Com cuidado, o engenheiro de informação Bruno Sanches coloca sobre a mesa do Laboratório de Sistemas Integrados da Escola Politécnica da Universidade de São Paulo (Poli-USP) um aparelho de cor laranja e formato cônico, com 15 centímetros (cm) de diâmetro, parecido com o bojo de um sutiã. Não é sem razão. Trata-se do protótipo de uma nova geração de aparelhos projetados para fazer exames das mamas que se ajustam ao redor dos seios e fazem imagens em diferentes ângulos em busca de tumores que precisem ser eliminados. O Instituto Nacional do Câncer (Inca) estima que ocorram 73,6 mil novos casos de câncer de mama por ano no país entre 2023 e 2025. Trata-se do tumor mais comum entre mulheres em todas as regiões do Brasil, com taxas mais altas no Sul e Sudeste.
Uma das principais características do novo sistema de imageamento, um projeto conjunto da Poli-USP e do Departamento de Engenharia Elétrica do Instituto Federal de São Paulo (IFSP), é funcionar por micro-ondas, uma nova rota tecnológica investigada também em universidades dos Estados Unidos, Canadá, Reino Unido, Suécia, Itália, Japão e Austrália. Os aparelhos de mamografia hoje em uso para detectar tumores de mama operam por raios X, um tipo de radiação ionizante que pode trazer riscos à saúde.

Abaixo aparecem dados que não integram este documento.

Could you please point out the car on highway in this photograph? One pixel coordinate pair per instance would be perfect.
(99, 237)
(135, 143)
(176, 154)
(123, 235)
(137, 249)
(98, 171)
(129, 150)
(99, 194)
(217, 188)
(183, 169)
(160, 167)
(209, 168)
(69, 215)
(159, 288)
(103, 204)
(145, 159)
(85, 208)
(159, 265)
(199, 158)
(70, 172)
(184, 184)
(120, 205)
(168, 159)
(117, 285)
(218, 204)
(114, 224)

Apesar de ser bem tolerado pela maioria das mulheres, o exame realizado por mamógrafos tradicionais pode causar desconforto e dor, causada pela compressão das placas do equipamento sobre os seios. O novo dispositivo projetado pelos pesquisadores paulistas se molda às mamas e evita o processo doloroso. Em 2023, 4,4 milhões de mamografias foram realizadas pelo Sistema Único de Saúde (SUS).

Léo Ramos Chaves / Revista Pesquisa FAPESPProtótipo do sistema de imageamento por micro-ondas projetado na USP e no IFSPLéo Ramos Chaves / Revista Pesquisa FAPESP
“Queremos oferecer uma alternativa complementar à mamografia”, comenta Sanches. Segundo o engenheiro, o aparelho poderia ser útil especialmente para mulheres com seios densos, para as quais a mamografia tem menor sensibilidade. A densidade dos seios, característica que independe de seu tamanho, é a proporção de tecido fibroso e glandular em relação ao tecido adiposo ou gordura.
O padrão do Colégio Americano de Radiologia (ACR) para exames de imagem classifica as mamas em quatro densidades: predominantemente gordurosa e menos densa, mais fáceis de examinar pela mamografia; com áreas de tecido fibroglandular esparsas; heterogeneamente densa, o que pode dificultar a detecção de pequenos nódulos ou tumores; e extremamente densa, tornando a identificação de lesões na mamografia ainda mais difícil. O sistema proposto pode ser vantajoso nos casos de mamas densas, pois as propriedades eletromagnéticas dos tecidos envolvidos são discrepantes, sendo possível diferenciá-los.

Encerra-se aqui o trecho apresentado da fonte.